What is a Bear Market?

What does it take for the stock market to go into a “bear market”? Per Sam Stovall, Chief Investment Strategist at CFRA Research, the term was coined because bears hibernate; market-wise, this signifies a market that is retreating and has stopped moving forward. In essence, a bear market is when a stock index (e.g., the S&P 500, Nasdaq Composite, or the Dow Jones Industrial Average) drops 20% below its previous, most recent, high closing price. Since 1928, there have been 25 bear markets – historically, one of the worst declines in the stock market came during the stock market crash of 1929, with stocks plunging 86%. Other notable bear markets include the dotcom crash of 2000-2002 when the S&P 500 plummeted by 36.8% and the bear market from 2007-2009 which lasted 1.3 years and saw the S&P 500 dropping by 51.9%. The most recent bear market was also the most short-lived; between February and March 2020, the index declined by approximately 35%.

Last Monday, stock indexes took a serious plunge amid fears that a recession is looming on the horizon; the tech-heavy Nasdaq Composite fell 530.79 points (4.68%) to 10,809.23; Dow Jones Industrial Average shed 876.05 points to 30,515.74, and the S&P 500 tumbled 151.23 points (3.88%) to 3,749.63.

Surviving a bear market

Without a doubt, a bear market brings about ambiguity and uncertainty, impulsive actions, and of course, financial damage to some. To cushion losses or even make money in a bear market, the financial media website, Investopedia, provides some strategies to take into consideration, two of which are included here:

(1) Dollar-Cost Average: This is a long-term investment technique, whereby investors buy a fixed dollar amount of a target asset at regular intervals, irrespective of the asset’s share price. Doing so means that, eventually, you will be purchasing more shares when prices go down and less when share prices go up.

(2) Calibrate Risk: Consider the balance of risk and reward. Unquestionably, a higher account balance also means more to lose while in a bear market. Likewise, approaching retirement means less time to counterbalance any significant losses while in a bear market. For this reason, it is advised that investors who are close to retirement should follow a more conservative route to a bear market compared to the younger generation who, generally, have a smaller account balance and therefore less to lose but more time to compensate.

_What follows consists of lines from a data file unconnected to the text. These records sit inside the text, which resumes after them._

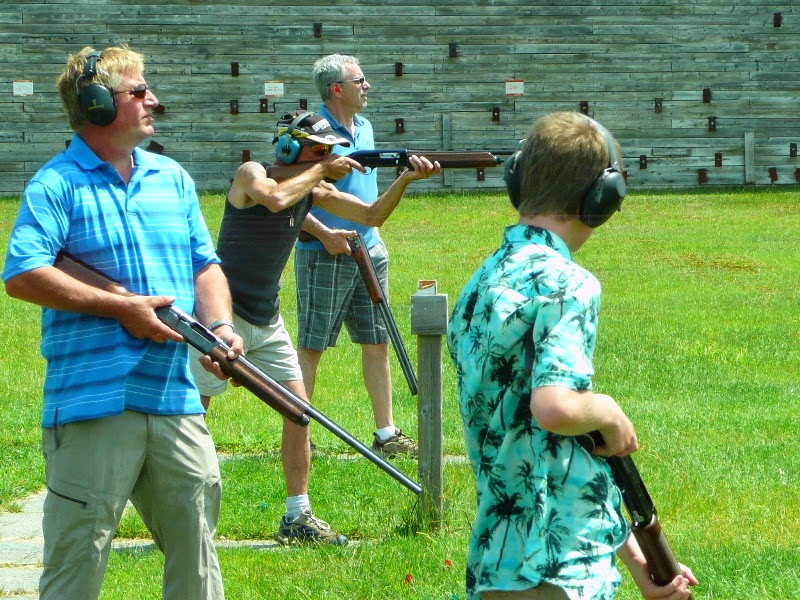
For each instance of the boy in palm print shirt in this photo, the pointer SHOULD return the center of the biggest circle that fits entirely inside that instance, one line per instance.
(522, 335)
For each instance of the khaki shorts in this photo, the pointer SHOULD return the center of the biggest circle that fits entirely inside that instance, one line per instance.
(268, 347)
(331, 291)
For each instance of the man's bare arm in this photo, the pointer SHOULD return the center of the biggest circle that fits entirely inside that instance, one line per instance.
(252, 185)
(350, 207)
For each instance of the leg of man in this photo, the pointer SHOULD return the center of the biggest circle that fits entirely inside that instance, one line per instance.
(295, 449)
(365, 324)
(378, 381)
(91, 468)
(178, 495)
(309, 363)
(544, 591)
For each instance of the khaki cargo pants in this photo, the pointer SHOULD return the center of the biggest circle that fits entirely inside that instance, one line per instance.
(166, 465)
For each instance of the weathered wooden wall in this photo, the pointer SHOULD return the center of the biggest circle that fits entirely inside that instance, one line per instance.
(641, 68)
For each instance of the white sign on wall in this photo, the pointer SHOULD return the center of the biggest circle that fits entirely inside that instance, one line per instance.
(515, 87)
(23, 88)
(273, 88)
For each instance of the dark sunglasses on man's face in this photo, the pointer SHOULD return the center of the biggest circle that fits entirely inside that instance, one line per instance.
(138, 91)
(357, 80)
(320, 148)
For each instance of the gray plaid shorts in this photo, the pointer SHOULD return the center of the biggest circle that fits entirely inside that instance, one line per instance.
(330, 291)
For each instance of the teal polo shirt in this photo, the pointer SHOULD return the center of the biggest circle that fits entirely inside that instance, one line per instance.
(362, 185)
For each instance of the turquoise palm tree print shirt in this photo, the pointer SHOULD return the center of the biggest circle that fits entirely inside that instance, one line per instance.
(548, 511)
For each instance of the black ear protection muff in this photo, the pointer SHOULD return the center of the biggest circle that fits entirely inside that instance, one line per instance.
(97, 101)
(288, 147)
(604, 197)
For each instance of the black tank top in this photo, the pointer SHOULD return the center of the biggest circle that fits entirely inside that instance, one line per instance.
(254, 245)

Overall, a bear market does not necessarily mean a recession, but it is still a good time to ensure that your assets are as risk-free as possible. And even though a bear market does not call for panic; yet, future steps should be organized, cautious, and thought through.

Disclaimer: This article is not investment advice or an investment recommendation and should not be considered as such. The information above is not an invitation to trade and it does not guarantee or predict future performance. The investor is solely responsible for the risk of their decisions. The analysis and commentary presented do not include any consideration of your personal investment objectives, financial circumstances, or needs.